To approve the deal recently brokered by CMP, the Public Utilities Commission has to assess four criteria: does the agreement — called a stipulation — represent a broad range of interests? Is it in line with legislative mandates? Was the process to reach the agreement fair? And finally - would the public benefit?
The answer from supporters, including Ben Smith of Western Mountains and Rivers, is a resounding yes.
"You've got in front of you a case where, it's going to present one of two things: either Maine seized an opportunity that was before it when it had a chance, or, years from now, maybe 30 years — hopefully this is not the case — people will be looking, wondering, why is it we didn't do what we had a chance to do."

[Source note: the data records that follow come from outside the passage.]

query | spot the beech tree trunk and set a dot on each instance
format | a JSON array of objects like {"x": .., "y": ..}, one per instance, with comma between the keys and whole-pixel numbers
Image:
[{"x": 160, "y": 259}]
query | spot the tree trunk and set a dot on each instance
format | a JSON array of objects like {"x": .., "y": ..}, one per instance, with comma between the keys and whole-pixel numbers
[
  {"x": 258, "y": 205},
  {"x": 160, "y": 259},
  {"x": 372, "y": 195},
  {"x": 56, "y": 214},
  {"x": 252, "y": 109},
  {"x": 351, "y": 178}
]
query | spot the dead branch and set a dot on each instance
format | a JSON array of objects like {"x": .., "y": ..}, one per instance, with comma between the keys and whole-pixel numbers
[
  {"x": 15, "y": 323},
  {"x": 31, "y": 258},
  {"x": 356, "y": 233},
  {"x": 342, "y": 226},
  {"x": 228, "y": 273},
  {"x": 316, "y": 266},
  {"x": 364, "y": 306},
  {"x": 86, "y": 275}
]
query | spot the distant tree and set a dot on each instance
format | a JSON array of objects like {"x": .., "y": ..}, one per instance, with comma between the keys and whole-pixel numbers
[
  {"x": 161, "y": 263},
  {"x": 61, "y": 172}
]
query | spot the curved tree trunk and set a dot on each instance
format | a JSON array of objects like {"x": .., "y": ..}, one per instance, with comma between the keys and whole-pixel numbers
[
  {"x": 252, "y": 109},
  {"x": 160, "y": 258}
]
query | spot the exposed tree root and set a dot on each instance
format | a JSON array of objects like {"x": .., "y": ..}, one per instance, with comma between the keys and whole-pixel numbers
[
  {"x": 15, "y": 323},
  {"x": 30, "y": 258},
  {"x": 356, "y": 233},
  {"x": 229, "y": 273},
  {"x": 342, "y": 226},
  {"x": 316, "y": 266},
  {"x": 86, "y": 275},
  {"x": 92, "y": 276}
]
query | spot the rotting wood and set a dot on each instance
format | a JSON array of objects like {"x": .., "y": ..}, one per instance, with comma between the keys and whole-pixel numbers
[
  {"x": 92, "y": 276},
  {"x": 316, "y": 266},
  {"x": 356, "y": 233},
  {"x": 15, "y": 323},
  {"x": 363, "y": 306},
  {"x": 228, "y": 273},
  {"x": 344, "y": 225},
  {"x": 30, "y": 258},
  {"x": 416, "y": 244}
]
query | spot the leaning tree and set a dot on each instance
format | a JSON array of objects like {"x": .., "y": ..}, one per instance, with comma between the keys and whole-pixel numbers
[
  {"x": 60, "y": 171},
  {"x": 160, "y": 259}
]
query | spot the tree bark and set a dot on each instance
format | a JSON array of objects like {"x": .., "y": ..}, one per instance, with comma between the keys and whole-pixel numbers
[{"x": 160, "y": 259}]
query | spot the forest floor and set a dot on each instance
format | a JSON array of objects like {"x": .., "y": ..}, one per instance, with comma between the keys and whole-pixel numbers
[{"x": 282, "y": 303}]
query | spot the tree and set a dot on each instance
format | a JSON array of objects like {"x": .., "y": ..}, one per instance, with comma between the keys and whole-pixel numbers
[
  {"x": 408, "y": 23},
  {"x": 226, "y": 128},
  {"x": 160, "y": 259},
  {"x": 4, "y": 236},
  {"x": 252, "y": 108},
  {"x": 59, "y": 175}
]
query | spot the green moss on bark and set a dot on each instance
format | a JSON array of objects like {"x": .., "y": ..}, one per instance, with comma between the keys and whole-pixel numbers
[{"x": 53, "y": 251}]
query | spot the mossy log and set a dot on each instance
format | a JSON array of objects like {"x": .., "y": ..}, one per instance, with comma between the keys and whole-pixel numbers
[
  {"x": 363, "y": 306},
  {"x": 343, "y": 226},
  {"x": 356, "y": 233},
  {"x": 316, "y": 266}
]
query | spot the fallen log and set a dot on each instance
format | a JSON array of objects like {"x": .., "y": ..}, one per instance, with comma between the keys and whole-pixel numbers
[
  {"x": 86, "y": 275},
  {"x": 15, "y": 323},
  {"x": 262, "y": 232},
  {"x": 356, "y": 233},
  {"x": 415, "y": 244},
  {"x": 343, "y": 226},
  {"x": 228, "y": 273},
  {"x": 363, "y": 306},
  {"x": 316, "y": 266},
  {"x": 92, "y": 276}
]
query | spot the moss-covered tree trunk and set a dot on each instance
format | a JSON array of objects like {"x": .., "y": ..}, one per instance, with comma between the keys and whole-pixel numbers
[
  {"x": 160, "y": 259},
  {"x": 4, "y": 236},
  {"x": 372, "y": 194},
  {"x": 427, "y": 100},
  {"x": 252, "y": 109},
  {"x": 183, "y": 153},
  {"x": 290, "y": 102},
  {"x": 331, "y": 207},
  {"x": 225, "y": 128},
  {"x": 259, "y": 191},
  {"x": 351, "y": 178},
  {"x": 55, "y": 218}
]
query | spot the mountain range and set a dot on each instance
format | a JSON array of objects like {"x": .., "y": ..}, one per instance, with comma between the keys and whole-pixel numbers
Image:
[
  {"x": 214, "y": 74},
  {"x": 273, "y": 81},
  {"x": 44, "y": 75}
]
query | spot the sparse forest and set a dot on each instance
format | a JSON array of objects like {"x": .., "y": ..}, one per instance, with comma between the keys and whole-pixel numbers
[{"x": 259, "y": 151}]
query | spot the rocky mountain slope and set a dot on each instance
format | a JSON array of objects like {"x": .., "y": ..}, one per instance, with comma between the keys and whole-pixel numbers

As for the public benefit of the project — the focus of many of the comments at the hearing — Smith says the transmission line would largely pass through developed areas. The 53-miles that would cut through western Maine forests, he says, would increase access to public land and provide an economic boost to the region.
Other supporters say the public would benefit from the millions of dollars the deal dedicates to lowering electricity bills for decades. Opponents have said those savings amount to pennies every month, but Tony Buxton, an attorney who represents the Industrial Energy Consumers Group, says ratepayers would see savings of a $1 to $1.50 on their monthly bills.
"Obviously, it's not a huge amount of money, but we didn't get to where we are in electric rates with big jumps, we got there with little jumps, and this is one that goes the other way,” Buxton says.
The stipulation agreement would also increase broadband in towns along the transmission line, help fund energy efficient heating in homes, and promote and support electric vehicles and charging stations. Beyond those benefits, says Angela Monroe of the Governor's Energy Office, bringing hydropower into New England would mitigate the effects of climate change in the region.
"Given the importance of reducing greenhouse gas emissions, this project is certainly a matter of public necessity," Monroe says.
But opponents, such as Sue Ely of the Natural Resources Council of Maine, disagree that the project would have over-arching environmental benefits.
"We do not believe that it provides a guarantee that this project will reduce global greenhouse gas emissions,” Ely says. “That is our driving motivation here."
Representatives from towns along the proposed project corridor are also concerned about environmental impact.
Elizabeth Caruso is a selectwoman from Caratunk.
"The very fact that this corridor would cross 724 lakes, ponds and wetlands is cause to determine no crisis reasonable enough to destroy and pollute an area of such significance in space and worth," says Caruso.
Caruso also pointed out that the promise of more broadband infrastructure hasn't been enough to entice support from more than a half-dozen rural towns that oppose the transmission line. And the Ely noted that only 11 of the 32 parties to the agreement — which include citizen intervenors, towns and representatives from renewable energy, recreational and scenic interests, have signed on.
After the day-long hearing, the PUC is now tasked with deciding whether to approve the agreement. It's one of several regulatory hurdles that the project must clear to move forward.